Another story, “Wenlock Edge” presents a familiar Munro archetype, the small-town-college-girl’s-abrupt-coming-of-age-in-the-big-city, with an unexpected twist: There’s a seduction without a seduction this time around, a striking scene in which the protagonist ends up at dinner with her roommate’s older, obsessive lover, a man who seems a strangely potent cocktail of reticence and restriction, fetish and feebleness. Needless to say, the protagonist agrees to dine naked while the man, Mr. Purvis, remains completely clothed. And while the two never touch, it’s an experience that alters the reality of every character in the story, including the roommate, Nina, and the protagonist’s cousin, Ernie.

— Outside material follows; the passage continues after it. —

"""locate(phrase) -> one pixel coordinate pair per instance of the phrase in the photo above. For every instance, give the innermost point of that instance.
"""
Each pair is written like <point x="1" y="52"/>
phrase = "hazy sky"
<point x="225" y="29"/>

The title story is the real gem of the collection, and also a change of pace. At fifty-plus pages, it’s too difficult to summarize in a few sentences. But it’s a piece of historical fiction that introduces readers to the life of Sophia Kovalevsky, a late-nineteenth-century Russian mathematician, both romantically and professionally, in the days before her death. In that story, and others, Too Much Happiness contains all the narrative fireworks of a typical Munro collection. At times, the book doesn’t feel as cohesive, thematically speaking, as previous collections, like 2004’s Runaway. In fact, one might wonder what Munro even stands to gain by publishing another book. If she succeeds, she only fulfills our expectations, nothing more. If she fails, she dents her own reputation. Well, suffice it to say that, after all the page-turning is over with, everything we think about Munro is still intact, and even strengthened.